The army officer who has seized power in Burkina Faso amid popular protests in the West African country was twice selected to attend counterterrorism training programs sponsored by the U.S. government, U.S. military officials said.
Lt. Col. Isaac Zida, the former deputy commander of the presidential guard, emerged Saturday as the country’s ruler — at least on an interim basis — after angry demonstrators attacked government buildings and forced Burkina Faso’s longtime strongman to flee the country.
In 2012, when he was a major, Zida attended a 12-day counterterrorism training course at MacDill Air Force Base in Florida that was sponsored by the Defense Department’s Joint Special Operations University, said Army Lt. Col. Mark R. Cheadle, a spokesman for the U.S. Africa Command.
That same year, Zida attended a five-day military intelligence course in Botswana that was financed by the U.S. government, Cheadle said.
The U.S. military has developed a close relationship in recent years with Burkina Faso, which has allowed the Pentagon to operate a secretive Special Operations base that it uses to conduct reconnaissance flights across West Africa.
Although the training he received was relatively brief, Zida’s experience carries echoes of other African military officers who went on to topple their governments after being selected by the U.S. government for professional military education courses.
In March 2012, an army captain in Mali who had attended a half-dozen military training courses in the United States led a coup that deposed his democratically-elected government. The captain, Amadou Sanogo, was ousted and arrested 18 months later, but not before pushing Mali into turmoil and enabling Islamist insurgents to take over much of the country.
The United States generally is required by law to suspend military relations and security assistance to countries when elected civilian leaders are overthrown by an armed coup. Washington has not taken that step with Burkina Faso but has condemned the military takeover and urged a quick restoration of civilian rule.
“We are certainly encouraging movement to a civilian-led transition and then, of course, elections,” State Department spokeswoman Jen Psaki told reporters Monday.
Citing a “power vacuum” and the unclear makeup of Burkina Faso’s interim government, Psaki said U.S. officials had not decided whether to cut off aid. “The situation on the ground now is still very fluid,” she added.

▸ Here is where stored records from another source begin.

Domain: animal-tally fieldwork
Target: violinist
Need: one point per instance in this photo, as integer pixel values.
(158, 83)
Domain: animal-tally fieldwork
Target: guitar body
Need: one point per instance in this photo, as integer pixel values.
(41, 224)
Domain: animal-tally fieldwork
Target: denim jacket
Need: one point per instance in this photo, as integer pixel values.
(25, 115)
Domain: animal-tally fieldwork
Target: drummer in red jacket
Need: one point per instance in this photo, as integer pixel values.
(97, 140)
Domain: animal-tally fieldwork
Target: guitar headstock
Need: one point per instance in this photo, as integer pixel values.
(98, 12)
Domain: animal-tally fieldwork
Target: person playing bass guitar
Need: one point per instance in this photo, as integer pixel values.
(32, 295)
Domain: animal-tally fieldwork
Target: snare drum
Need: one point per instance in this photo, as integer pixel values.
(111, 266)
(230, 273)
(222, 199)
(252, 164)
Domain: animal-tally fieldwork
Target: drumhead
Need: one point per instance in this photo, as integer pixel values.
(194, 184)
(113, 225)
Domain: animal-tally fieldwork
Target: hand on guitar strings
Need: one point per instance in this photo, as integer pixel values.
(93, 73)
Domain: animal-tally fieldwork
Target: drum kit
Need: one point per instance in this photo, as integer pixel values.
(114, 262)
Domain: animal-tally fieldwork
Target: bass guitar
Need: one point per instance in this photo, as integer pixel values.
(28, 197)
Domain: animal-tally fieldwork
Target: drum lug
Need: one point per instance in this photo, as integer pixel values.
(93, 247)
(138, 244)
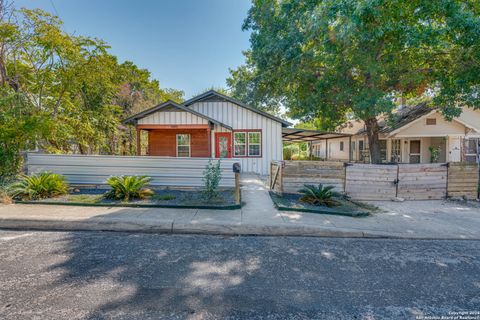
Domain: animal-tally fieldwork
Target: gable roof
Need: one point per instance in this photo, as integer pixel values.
(212, 93)
(166, 105)
(399, 119)
(406, 116)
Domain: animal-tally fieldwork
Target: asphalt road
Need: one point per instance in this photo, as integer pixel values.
(99, 275)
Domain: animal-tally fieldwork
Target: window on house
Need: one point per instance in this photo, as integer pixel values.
(254, 144)
(240, 144)
(383, 150)
(396, 151)
(247, 144)
(472, 150)
(183, 145)
(361, 152)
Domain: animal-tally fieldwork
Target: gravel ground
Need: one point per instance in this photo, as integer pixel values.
(100, 275)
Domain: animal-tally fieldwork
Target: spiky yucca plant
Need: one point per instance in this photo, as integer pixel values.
(128, 187)
(321, 195)
(39, 186)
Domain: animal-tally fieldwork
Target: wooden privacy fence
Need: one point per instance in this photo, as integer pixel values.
(379, 182)
(463, 180)
(289, 176)
(94, 169)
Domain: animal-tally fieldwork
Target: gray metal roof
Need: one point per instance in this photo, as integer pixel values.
(304, 135)
(210, 93)
(170, 103)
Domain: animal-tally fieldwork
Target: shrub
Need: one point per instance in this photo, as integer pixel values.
(4, 197)
(321, 195)
(39, 186)
(211, 179)
(128, 187)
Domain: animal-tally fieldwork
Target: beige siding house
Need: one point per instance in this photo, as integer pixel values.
(409, 137)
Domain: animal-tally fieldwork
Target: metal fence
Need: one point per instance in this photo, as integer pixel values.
(95, 169)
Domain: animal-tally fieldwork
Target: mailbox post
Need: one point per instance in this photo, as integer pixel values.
(236, 169)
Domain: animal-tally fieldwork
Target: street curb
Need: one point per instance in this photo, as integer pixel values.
(199, 229)
(132, 205)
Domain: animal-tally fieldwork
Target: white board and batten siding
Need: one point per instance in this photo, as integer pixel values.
(172, 117)
(240, 118)
(94, 169)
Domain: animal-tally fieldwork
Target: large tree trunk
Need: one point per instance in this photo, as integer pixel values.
(373, 141)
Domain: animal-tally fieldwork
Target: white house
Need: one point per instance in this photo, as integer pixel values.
(212, 125)
(409, 137)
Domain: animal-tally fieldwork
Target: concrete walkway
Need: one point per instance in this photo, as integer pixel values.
(419, 219)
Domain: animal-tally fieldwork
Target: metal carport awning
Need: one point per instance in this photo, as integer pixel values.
(303, 135)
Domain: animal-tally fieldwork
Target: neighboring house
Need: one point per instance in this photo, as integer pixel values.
(406, 138)
(212, 125)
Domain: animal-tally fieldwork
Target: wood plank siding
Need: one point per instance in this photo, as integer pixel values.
(172, 117)
(164, 142)
(240, 118)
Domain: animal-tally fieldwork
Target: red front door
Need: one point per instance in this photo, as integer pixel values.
(223, 145)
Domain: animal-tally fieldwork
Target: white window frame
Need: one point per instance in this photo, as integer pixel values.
(240, 144)
(415, 154)
(184, 145)
(259, 144)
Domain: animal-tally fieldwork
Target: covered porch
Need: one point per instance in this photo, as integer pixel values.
(173, 130)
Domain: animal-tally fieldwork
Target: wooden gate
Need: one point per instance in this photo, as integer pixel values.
(422, 181)
(371, 182)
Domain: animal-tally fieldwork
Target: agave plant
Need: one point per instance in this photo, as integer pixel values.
(38, 186)
(128, 187)
(321, 195)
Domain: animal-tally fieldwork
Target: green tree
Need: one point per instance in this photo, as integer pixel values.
(328, 58)
(64, 93)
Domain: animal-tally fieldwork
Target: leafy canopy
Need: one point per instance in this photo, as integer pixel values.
(65, 93)
(327, 58)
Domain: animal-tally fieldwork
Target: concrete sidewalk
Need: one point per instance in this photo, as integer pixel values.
(419, 219)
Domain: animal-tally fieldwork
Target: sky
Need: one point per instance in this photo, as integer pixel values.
(186, 44)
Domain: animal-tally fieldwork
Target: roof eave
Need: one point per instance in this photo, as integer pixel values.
(235, 101)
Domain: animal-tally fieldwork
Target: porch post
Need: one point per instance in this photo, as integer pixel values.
(139, 150)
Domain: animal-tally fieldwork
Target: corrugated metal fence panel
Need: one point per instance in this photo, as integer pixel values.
(298, 173)
(422, 181)
(463, 180)
(93, 169)
(370, 181)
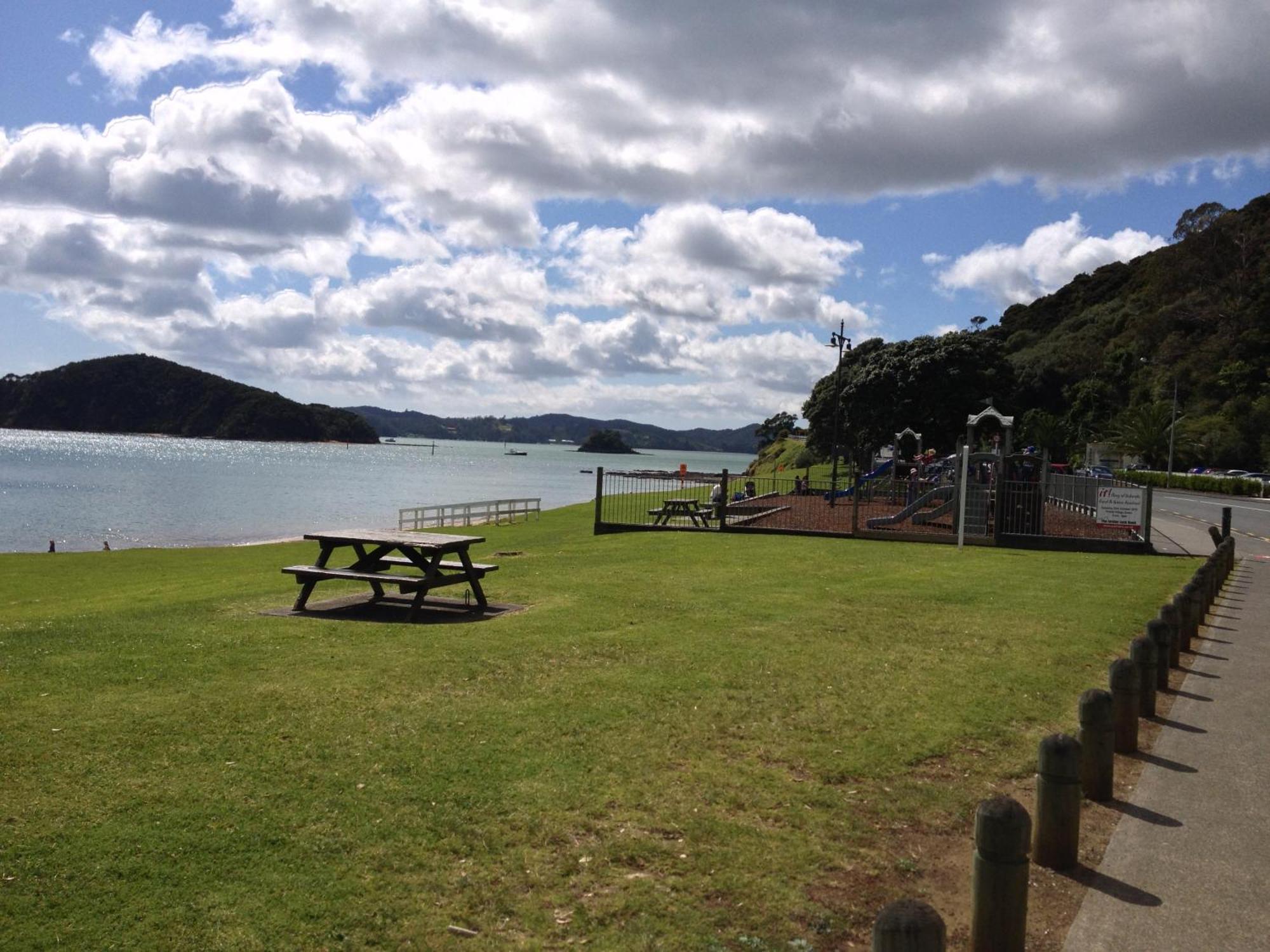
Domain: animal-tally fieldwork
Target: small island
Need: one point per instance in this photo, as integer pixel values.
(606, 442)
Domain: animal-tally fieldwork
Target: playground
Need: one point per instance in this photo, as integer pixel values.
(971, 497)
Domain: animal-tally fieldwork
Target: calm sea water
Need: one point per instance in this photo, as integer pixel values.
(83, 488)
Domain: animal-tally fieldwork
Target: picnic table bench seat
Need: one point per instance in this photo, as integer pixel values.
(317, 572)
(478, 567)
(373, 565)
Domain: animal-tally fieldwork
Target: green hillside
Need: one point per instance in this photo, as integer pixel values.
(1095, 361)
(554, 427)
(140, 394)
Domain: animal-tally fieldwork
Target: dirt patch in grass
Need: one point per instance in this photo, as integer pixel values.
(935, 863)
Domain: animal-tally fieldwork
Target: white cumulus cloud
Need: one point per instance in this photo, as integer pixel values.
(1048, 258)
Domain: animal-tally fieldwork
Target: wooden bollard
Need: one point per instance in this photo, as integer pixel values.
(1163, 637)
(909, 926)
(1193, 614)
(1200, 607)
(1098, 744)
(1203, 585)
(1126, 686)
(999, 884)
(1170, 616)
(1186, 623)
(1142, 653)
(1059, 803)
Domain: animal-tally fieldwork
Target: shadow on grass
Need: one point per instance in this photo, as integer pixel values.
(393, 611)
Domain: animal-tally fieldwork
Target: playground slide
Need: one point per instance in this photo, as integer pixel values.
(939, 493)
(930, 515)
(876, 474)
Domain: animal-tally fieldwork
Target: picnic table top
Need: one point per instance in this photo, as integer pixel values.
(396, 538)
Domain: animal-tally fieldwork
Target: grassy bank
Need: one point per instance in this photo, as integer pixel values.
(688, 742)
(784, 458)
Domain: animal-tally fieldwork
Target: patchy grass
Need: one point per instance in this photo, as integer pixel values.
(680, 743)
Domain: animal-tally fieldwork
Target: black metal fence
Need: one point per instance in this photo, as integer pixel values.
(929, 506)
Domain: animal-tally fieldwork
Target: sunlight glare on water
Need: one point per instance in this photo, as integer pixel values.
(82, 489)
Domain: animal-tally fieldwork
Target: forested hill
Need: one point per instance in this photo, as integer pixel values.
(559, 427)
(1114, 342)
(1095, 361)
(139, 394)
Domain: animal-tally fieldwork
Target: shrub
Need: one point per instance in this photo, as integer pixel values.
(1201, 484)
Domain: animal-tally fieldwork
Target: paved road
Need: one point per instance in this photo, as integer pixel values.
(1175, 515)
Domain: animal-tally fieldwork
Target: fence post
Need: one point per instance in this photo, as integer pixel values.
(999, 884)
(600, 497)
(1098, 744)
(1059, 803)
(1144, 654)
(909, 926)
(1194, 595)
(1170, 616)
(1126, 685)
(1160, 634)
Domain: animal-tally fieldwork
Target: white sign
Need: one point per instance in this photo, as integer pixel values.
(1121, 506)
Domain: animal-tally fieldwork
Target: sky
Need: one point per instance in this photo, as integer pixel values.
(631, 209)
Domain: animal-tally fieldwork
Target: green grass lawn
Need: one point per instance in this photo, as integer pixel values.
(680, 742)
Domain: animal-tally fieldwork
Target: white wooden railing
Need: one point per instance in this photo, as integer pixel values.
(488, 511)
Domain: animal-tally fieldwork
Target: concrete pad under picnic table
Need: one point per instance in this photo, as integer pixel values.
(394, 610)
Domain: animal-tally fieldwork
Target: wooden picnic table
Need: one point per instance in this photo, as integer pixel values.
(422, 554)
(690, 508)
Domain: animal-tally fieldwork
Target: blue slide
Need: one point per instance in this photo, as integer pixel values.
(876, 474)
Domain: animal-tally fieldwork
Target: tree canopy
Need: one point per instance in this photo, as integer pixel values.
(929, 384)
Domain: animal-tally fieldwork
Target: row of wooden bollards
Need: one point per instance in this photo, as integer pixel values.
(1067, 770)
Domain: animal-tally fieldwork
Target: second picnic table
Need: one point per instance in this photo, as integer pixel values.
(374, 563)
(690, 508)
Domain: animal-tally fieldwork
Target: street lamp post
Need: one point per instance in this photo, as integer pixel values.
(838, 341)
(1173, 428)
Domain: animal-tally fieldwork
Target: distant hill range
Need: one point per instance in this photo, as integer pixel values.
(139, 394)
(554, 427)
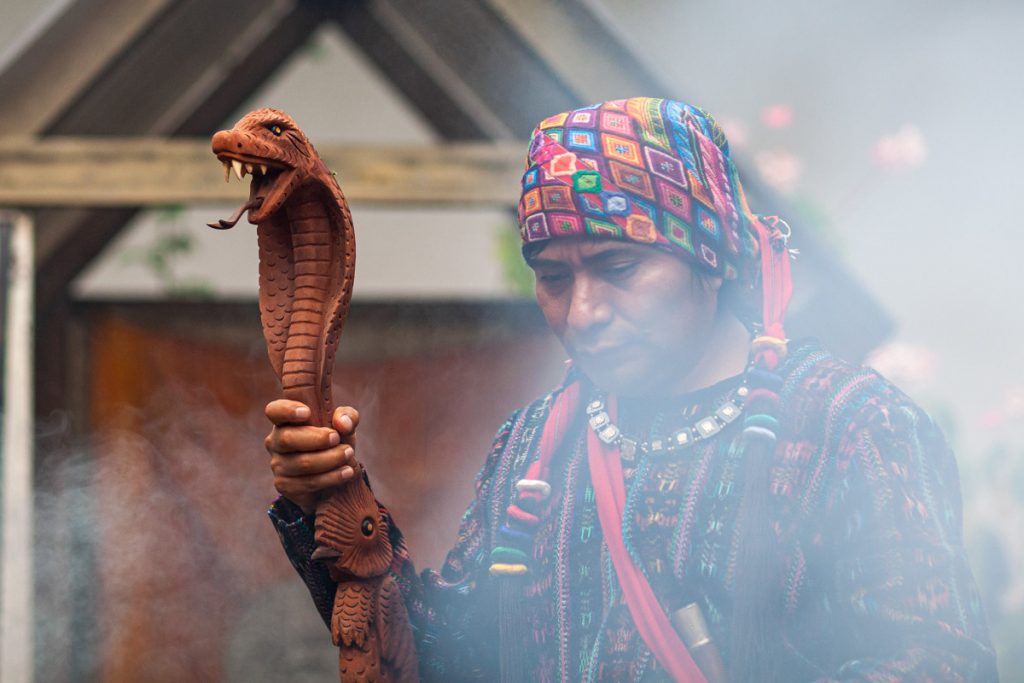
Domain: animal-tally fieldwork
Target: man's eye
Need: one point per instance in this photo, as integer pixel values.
(551, 278)
(620, 270)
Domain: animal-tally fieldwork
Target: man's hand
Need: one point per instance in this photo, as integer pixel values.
(307, 460)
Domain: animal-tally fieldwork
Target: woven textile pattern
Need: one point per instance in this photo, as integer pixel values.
(865, 504)
(651, 171)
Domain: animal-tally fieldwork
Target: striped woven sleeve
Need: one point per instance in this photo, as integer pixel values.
(905, 604)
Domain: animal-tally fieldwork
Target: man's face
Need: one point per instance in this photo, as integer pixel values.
(634, 318)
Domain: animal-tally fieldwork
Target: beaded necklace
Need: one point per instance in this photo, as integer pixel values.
(705, 428)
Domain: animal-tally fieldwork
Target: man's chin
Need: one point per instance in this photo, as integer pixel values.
(622, 380)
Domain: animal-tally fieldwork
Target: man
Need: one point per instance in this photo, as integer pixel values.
(692, 455)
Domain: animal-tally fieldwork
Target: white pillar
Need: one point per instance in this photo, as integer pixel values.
(16, 588)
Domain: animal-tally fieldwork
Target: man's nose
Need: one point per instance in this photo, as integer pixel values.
(588, 307)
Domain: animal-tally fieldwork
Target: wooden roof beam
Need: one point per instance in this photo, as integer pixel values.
(138, 172)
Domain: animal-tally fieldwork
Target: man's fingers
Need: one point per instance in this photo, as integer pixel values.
(301, 439)
(303, 485)
(345, 419)
(283, 412)
(306, 464)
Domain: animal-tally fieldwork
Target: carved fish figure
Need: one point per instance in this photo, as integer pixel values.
(307, 262)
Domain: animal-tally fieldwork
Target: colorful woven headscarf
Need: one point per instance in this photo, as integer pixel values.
(652, 171)
(657, 172)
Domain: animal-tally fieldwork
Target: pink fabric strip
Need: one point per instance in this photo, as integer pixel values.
(654, 628)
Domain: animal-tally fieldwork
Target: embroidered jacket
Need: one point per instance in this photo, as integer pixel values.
(865, 499)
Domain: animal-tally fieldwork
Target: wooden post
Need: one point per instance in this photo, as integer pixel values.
(16, 586)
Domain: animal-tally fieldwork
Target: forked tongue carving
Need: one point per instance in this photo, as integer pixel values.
(227, 223)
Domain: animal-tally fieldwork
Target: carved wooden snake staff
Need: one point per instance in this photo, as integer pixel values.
(306, 266)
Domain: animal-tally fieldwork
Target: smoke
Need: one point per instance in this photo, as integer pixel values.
(151, 542)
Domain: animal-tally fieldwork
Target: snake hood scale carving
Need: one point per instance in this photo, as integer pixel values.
(307, 262)
(307, 249)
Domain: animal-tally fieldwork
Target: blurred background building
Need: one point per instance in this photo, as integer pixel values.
(886, 133)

The U.S. government has allocated more than $15 million in counterterrorism funding for Burkina Faso over the past two years.
The African Union said Monday that it will impose sanctions against Burkina Faso if it does not transfer power to a civilian government in the next two weeks.
Zida and the military took power last week after longtime president Blaise Compaoré fled the country under duress from huge crowds angry with his plan to rewrite the constitution to keep himself in charge.
About 20 U.S. military personnel are assigned to the U.S. embassy in Ouagadougou, the capital, according to Air Force Lt. Col. Vanessa Hillman, a Pentagon spokeswoman.
That figure, however, does not include U.S. Special Operations forces deployed to the country on secret or sensitive missions. Dozens of those personnel and U.S. military contractors run a Joint Special Operations Air Detachment in Ouagadougou that coordinates reconnaissance flights and medical evacuation missions in the region.
The U.S. military for years also has operated an intelligence fusion cell in Ouagadougou and trained counterterrorism forces for Burkina Faso. Although Burkina Faso does not face an internal threat from terrorist groups, many of its neighbors in West Africa have been plagued by Islamist insurgencies.